Mean time to detect (MTTD)
What is MTTD and how to use itDownload your guide to using maintenance metrics
What is mean time to detect (MTTD)?
Mean time to detect (MTTD) is one of the main key performance indicators in incident management. It measures the average period between the beginning of an incident and the amount of time it takes the organization to identify the issue.
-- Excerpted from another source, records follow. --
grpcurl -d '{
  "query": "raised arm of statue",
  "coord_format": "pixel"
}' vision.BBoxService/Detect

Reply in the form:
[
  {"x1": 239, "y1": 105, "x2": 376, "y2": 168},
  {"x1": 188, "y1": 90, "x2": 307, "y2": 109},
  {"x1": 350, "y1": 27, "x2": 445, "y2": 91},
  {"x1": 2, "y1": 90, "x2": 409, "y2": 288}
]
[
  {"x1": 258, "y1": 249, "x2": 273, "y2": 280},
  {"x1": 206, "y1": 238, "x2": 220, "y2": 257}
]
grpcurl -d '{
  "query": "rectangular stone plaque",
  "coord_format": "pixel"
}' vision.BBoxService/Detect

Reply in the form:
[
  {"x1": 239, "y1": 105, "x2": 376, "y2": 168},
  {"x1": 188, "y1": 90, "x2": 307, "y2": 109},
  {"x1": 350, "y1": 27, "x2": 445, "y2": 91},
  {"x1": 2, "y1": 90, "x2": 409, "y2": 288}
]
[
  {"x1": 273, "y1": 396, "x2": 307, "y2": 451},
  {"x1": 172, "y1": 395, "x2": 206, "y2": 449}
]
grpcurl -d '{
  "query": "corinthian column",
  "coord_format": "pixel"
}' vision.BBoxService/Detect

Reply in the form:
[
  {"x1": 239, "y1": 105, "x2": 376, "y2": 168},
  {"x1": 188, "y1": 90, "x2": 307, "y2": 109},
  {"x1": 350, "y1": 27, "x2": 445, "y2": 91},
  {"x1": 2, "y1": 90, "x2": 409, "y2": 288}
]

MTTD is used by organizations to gauge the effectiveness of an individual or team's monitoring and management systems, and the communication processes between users, customers, and those in charge of fixing the problem. Problem detection can be done by people -- such as end users reporting a software outage -- or by systems monitoring and management tools.
MTTD is a good way to test the effectiveness of a new tool or operational process. Combined with other metrics such as mean time to repair, it shows the overall timeline of incident response. The sooner an organization finds out about a problem, the better. Assets are cheaper to fix the sooner you find them, and any unplanned downtime results in more financial loss.
Table of contents
How to calculate MTTD:
MTTD can be calculated by adding up all the times between failure and detection, and dividing them by the number of failures. This MTTD can then be compared to a previous time period to gauge performance.
MTTD = total time between failure & detection / # of failures
When identifying failures, some organizations omit outliers that might skew the mean. Tiering incidents by severity is also useful for prioritizing incidents. Calculating separate MTTDs can help determine how to make the best use of resources when resolving issues. For example, if the MTTD for security problems is high, it would be a greater priority to fix versus a high MTTD for minor production issues.
Why keeping a low MTTD is important
The sooner you learn about issues inside your organization, the sooner you can fix them. A lower MTTD means you’re discovering and solving problems quickly. Fixing problems as quickly as possible not only stops them from becoming an even bigger issue, but it’s also easier and cheaper than waiting until it’s too late.
Additionally, tracking and improving your organization’s MTTD can be a great way to evaluate the effectiveness of your incident management processes, including your log management and monitoring strategies. A low MTTD reflects strong incident management capabilities while a high MTTD means the monitor approach is lacking, causing for discovery of incidents to take longer than needed.
People are always the first line of defense when it comes to reducing MTTD. Across the organizational layers, key stakeholders need to deeply understand the processes and technologies involved in incident management in order to detect and respond to failures quickly.